We are very happy to announce that our brochure is now available as a PDF in Spanish, thanks to a community effort. Members of the Spanish language M-CM group created the translation. You can download the brochure here. Print copies will be available in the future.
We have a new brochure available to educate friends, family, therapists, care providers and new patients about M-CM. Email email@example.com to request brochures and include the quantity desired and your full name and mailing address. We are happy to send brochures internationally. For families engaged in fundraising, a donation insert is available. A special thanks to the families that contributed photographs. You can download a PDF of the brochure here.
Our 2013 Wall calendar is now available for purchase on Lulu.com.
Many thanks to all of the families that contributed their beautiful photos. Big thanks also to Deirdre Malfatto, who generously contributed color correction work on our calendar photos both this year and last year.
There is a discount code available until
Nov 23rd of 20% off 1-9 calendars: CHRONICLE Nov 27 of 51% off any number of calendars, use code DELIRITAS. If you'd like to buy 10 or more calendars, please contact me (firstname.lastname@example.org) and I can put together a larger group purchase and get a steeper discount.
You may notice that this year's calendar is more expensive last year's. This was an accident, Lulu provides templates and I set the whole calendar up in the wrong template and only noticed last night as I was publishing. We make about $2 per calendar whether it's the big one or the smaller one, and regardless of whether or not you use a discount code. There is a greater value for us in distributing the calendars widely than in the actual financial profit off of them, so don't be afraid to use Lulu's discount codes or get in on our group purchase. I'm sorry about the more expensive calendar, but the plus is all of those amazing faces we were able to fit on the cover. If the price is a problem for you, please let me know and we can work something out with our bulk purchase.
We distribute these calendars to doctors and researchers that have a relationship to M-CM. If you have a doctor or researcher that you would like to suggest, please get us their name and address and we will send them a calendar.
You may also notice a new M-CM Network logo on the cover. We did some rebranding work with a wonderful designer in conjunction with developing a brochure. I will post more about that shortly. The new logo will soon be rolled out everywhere.

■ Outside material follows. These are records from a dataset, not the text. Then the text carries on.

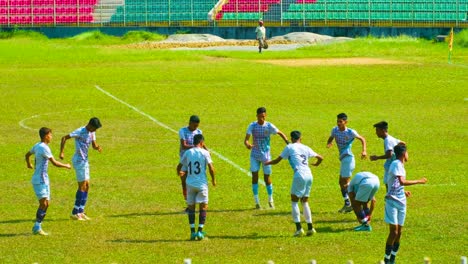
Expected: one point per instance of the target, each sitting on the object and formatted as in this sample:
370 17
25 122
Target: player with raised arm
395 201
344 138
84 137
361 191
261 130
40 178
193 165
298 155
381 129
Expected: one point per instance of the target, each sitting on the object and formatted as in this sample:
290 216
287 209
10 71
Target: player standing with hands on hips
344 138
260 32
298 155
261 130
84 136
40 179
395 201
193 166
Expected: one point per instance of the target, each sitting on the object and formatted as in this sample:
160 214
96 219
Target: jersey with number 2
298 155
194 162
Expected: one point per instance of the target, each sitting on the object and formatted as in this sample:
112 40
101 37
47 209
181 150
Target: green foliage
182 32
135 198
137 36
461 38
18 33
94 36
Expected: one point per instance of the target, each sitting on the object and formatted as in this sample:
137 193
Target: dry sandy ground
331 61
289 41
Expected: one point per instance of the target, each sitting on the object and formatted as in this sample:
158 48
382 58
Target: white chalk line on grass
172 130
23 125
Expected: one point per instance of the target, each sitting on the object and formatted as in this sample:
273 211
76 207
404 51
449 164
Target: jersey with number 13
194 162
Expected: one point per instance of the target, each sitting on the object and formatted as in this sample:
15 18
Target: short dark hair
342 116
44 131
295 135
94 122
197 139
194 119
261 110
381 125
399 150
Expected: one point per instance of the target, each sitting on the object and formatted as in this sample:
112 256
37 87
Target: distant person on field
84 136
395 201
40 179
361 191
298 155
344 138
186 135
260 32
193 166
381 129
261 130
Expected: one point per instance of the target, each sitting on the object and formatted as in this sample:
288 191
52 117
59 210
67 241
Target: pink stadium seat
26 20
86 19
14 20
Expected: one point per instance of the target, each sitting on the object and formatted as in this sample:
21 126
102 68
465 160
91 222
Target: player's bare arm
284 137
275 161
28 160
62 145
59 164
319 160
97 147
212 173
247 143
364 147
387 155
405 182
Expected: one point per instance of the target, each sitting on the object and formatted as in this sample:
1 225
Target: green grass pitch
135 197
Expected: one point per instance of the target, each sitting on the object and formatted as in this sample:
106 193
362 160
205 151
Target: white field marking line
23 125
172 130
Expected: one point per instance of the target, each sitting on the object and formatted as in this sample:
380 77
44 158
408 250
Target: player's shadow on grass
18 221
141 241
147 214
328 229
15 235
252 236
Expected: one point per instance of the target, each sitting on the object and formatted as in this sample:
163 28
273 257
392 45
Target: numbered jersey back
194 162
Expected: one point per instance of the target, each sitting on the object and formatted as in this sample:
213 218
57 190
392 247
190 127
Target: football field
143 97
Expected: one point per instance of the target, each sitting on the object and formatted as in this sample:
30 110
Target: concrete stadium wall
248 32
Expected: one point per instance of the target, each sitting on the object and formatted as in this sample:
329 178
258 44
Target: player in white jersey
298 155
395 201
260 33
40 178
344 138
381 129
186 135
361 191
84 137
261 130
193 166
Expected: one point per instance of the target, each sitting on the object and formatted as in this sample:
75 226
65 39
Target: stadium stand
420 13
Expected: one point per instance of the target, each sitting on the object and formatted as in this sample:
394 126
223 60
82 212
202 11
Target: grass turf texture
135 197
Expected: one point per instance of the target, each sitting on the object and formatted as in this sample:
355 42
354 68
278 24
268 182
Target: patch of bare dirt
332 61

UPDATE Nov 17 2012: We've now put together a small version of the calendar that matches the size of last year's and is less expensive. This is the calendar featured in the preview below.
September is hydrocephalus awareness month. Hydrocephalus affects many people with M-CM and the lack of progress in hydrocephalus treatment is shocking. Video via the Hydrocephalus Association.

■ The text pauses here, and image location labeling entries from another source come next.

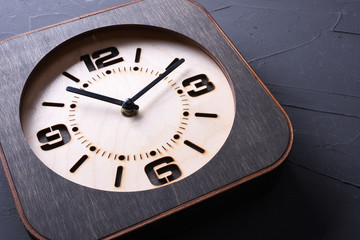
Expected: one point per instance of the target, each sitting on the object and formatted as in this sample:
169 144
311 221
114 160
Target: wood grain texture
58 209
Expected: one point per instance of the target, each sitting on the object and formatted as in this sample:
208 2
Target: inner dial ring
181 124
168 115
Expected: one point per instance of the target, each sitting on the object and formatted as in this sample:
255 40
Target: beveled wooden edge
72 20
18 206
37 235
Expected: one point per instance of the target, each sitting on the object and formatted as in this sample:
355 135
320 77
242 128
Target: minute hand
158 79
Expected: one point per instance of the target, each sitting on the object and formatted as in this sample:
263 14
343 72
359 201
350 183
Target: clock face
88 113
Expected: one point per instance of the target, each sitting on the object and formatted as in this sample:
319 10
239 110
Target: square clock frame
229 128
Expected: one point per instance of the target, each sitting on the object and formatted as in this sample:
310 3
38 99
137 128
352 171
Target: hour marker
207 115
68 75
118 176
172 63
52 104
138 54
194 146
78 163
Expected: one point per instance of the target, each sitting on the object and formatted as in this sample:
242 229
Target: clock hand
97 96
129 104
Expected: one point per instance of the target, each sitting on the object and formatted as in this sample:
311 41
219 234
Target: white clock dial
74 119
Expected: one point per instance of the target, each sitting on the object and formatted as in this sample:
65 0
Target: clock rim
181 206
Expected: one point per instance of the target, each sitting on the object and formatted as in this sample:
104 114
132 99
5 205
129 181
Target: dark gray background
308 54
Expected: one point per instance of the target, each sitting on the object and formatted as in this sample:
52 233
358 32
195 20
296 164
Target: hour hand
95 96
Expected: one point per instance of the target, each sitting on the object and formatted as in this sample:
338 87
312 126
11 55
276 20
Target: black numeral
103 58
162 171
198 84
53 137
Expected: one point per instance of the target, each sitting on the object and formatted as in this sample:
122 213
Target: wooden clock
122 117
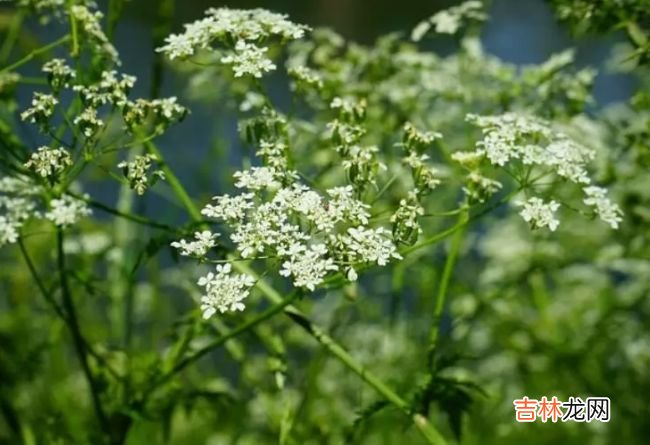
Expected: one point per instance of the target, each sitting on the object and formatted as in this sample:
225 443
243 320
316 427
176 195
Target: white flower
449 21
609 212
257 178
41 110
203 242
49 161
229 208
8 230
137 170
308 266
88 122
345 207
511 137
540 214
67 211
90 25
224 24
365 245
224 291
248 59
59 74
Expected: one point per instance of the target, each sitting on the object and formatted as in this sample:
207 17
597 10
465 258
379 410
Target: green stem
35 53
74 52
122 214
427 430
270 312
56 307
450 262
175 184
12 36
77 337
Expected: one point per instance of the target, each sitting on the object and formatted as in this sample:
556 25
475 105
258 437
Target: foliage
408 243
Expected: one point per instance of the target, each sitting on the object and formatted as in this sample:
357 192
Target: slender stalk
427 430
74 52
56 307
441 297
12 36
77 337
175 184
35 53
270 312
125 215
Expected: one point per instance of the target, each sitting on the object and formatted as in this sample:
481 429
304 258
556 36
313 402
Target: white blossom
137 171
224 24
366 245
307 265
257 178
224 291
88 122
229 208
540 214
248 59
59 74
41 110
202 243
606 210
66 211
90 24
48 161
449 21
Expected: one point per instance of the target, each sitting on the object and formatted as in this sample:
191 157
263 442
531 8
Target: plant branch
77 337
35 53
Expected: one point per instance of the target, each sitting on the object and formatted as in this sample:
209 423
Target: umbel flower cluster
531 145
308 234
21 200
246 28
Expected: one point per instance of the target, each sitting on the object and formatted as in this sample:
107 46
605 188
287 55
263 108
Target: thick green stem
441 297
35 53
77 337
12 36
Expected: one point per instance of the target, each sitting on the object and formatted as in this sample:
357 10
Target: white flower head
540 214
308 266
608 211
202 243
224 291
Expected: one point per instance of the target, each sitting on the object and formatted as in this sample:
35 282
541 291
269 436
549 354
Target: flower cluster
17 204
224 291
110 90
425 177
59 74
48 162
533 144
247 28
449 21
406 228
41 110
540 214
277 217
606 210
94 35
137 171
248 59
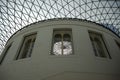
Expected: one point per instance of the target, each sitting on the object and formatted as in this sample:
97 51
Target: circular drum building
62 49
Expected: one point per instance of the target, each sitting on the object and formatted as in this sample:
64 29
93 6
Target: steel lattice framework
15 14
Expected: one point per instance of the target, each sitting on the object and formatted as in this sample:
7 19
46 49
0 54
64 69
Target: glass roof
15 14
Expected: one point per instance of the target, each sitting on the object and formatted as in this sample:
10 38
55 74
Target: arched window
98 45
62 42
27 46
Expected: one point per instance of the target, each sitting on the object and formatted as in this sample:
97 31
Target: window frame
118 44
20 49
60 30
104 45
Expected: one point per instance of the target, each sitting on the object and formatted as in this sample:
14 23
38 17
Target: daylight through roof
15 14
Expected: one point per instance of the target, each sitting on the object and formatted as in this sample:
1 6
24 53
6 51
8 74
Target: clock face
62 49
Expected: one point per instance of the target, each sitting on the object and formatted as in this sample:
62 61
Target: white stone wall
82 65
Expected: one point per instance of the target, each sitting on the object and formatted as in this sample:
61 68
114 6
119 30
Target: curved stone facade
85 62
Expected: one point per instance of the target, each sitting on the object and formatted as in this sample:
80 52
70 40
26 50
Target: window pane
62 42
57 47
67 46
27 47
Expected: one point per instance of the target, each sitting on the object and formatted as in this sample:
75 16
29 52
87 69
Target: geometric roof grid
15 14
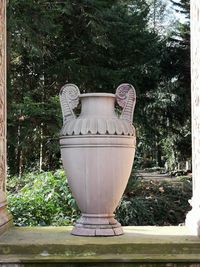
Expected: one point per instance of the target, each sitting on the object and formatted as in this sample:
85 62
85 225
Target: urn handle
69 99
126 98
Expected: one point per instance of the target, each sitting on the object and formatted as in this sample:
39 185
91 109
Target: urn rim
97 95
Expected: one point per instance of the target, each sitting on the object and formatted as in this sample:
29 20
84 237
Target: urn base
97 225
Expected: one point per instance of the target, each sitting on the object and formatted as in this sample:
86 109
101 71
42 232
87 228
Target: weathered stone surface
140 246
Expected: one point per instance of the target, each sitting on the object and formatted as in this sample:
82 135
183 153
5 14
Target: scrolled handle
69 99
126 98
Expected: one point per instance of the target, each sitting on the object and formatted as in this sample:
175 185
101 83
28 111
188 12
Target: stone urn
97 150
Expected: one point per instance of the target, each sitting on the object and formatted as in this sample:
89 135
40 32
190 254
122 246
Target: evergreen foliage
94 44
45 199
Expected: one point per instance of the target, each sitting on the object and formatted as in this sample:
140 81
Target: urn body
97 150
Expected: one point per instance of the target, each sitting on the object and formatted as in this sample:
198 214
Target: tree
95 44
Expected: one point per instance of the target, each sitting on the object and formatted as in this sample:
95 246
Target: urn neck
98 105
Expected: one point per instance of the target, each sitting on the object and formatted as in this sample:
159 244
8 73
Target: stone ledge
138 245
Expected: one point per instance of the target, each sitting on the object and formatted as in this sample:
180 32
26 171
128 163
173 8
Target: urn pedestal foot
97 225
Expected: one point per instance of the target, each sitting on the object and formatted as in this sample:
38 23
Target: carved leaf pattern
2 96
69 99
126 98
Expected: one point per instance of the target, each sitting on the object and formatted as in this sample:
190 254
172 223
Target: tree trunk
4 216
193 217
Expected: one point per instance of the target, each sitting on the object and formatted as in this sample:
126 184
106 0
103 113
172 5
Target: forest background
97 45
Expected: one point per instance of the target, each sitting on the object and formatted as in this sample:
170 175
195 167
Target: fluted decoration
126 98
100 126
69 99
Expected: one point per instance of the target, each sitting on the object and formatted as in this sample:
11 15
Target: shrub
45 199
155 203
41 199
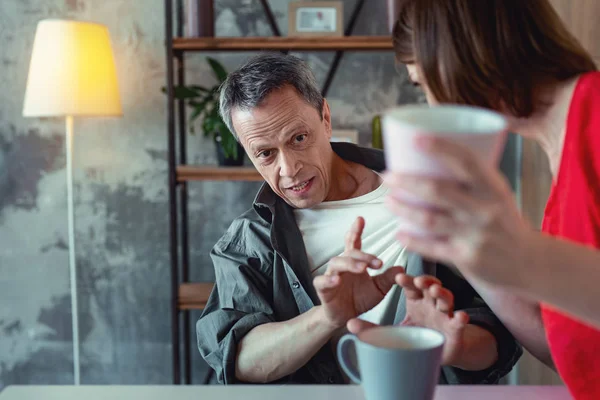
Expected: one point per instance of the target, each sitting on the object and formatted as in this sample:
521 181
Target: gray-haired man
317 250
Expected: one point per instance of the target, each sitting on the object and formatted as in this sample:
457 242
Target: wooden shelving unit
208 173
344 43
185 295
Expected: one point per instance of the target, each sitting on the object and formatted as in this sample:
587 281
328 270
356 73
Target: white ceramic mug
394 362
483 131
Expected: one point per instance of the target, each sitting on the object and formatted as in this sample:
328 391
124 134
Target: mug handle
343 354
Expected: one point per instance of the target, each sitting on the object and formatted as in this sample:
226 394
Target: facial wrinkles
266 130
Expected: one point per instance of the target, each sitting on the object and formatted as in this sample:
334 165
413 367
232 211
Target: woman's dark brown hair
488 53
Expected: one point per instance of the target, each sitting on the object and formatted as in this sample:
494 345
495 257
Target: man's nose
289 165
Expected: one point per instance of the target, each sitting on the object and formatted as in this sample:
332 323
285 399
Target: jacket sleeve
469 301
240 301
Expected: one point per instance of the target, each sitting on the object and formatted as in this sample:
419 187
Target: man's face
288 143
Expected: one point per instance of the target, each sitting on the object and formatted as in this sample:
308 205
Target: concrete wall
121 192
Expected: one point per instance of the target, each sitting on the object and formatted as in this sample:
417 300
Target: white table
267 393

M-CM parent, Joy Collins, has put together this wonderful map of M-CM cases with contributions via Facebook. You can post to this thread to add your location, or email it to me and I will pass it on to her.
Who Needs Access? is a website that promotes free and open access to scientific research by telling the stories of those affected by paywalled research publications. Cameron Neylon interviewed me for the site to get the perspective of the rare disease advocacy community. As a result, I got to share quite a bit of information about M-CM, our organization and what we are working to accomplish. You can read the interview here.
I logged into our Google Analytics account today and noticed a recent traffic spike. We usually only get those if we've made some kind of announcement. We haven't done that lately, so I wondered what it was. When I hovered over the data point I saw that it peaked on February 29, and then thought that was strange -- because I wasn't even online on February 29th. I was at the NIH for Rare Disease Day.
Oh, it was Rare Disease Day!
All of the things that patient families were doing to spread awareness about Rare Disease Day had a tangible effect. On Facebook, many families posted "Hope. It's in our genes." photos to the wall of the Global Genes Project. We cross-posted these to our Facebook page and you can still see them there. Global Genes made a book with the photos to present to officials at the NIH. In Augusta, Georgia, 27 "Friends of Frances" ran in the Augusta half marathon in support of Frances Brown and all rare diseases. The Augusta Chronicle ran a lovely story here. In Preoria, IL, local television aired a segment featuring five year-old Paul Rodgers and his family. Many families simply shared news of the day over Facebook and Twitter.
So, I wanted to acknowlege the effects of many efforts big and small and to let you know that it worked!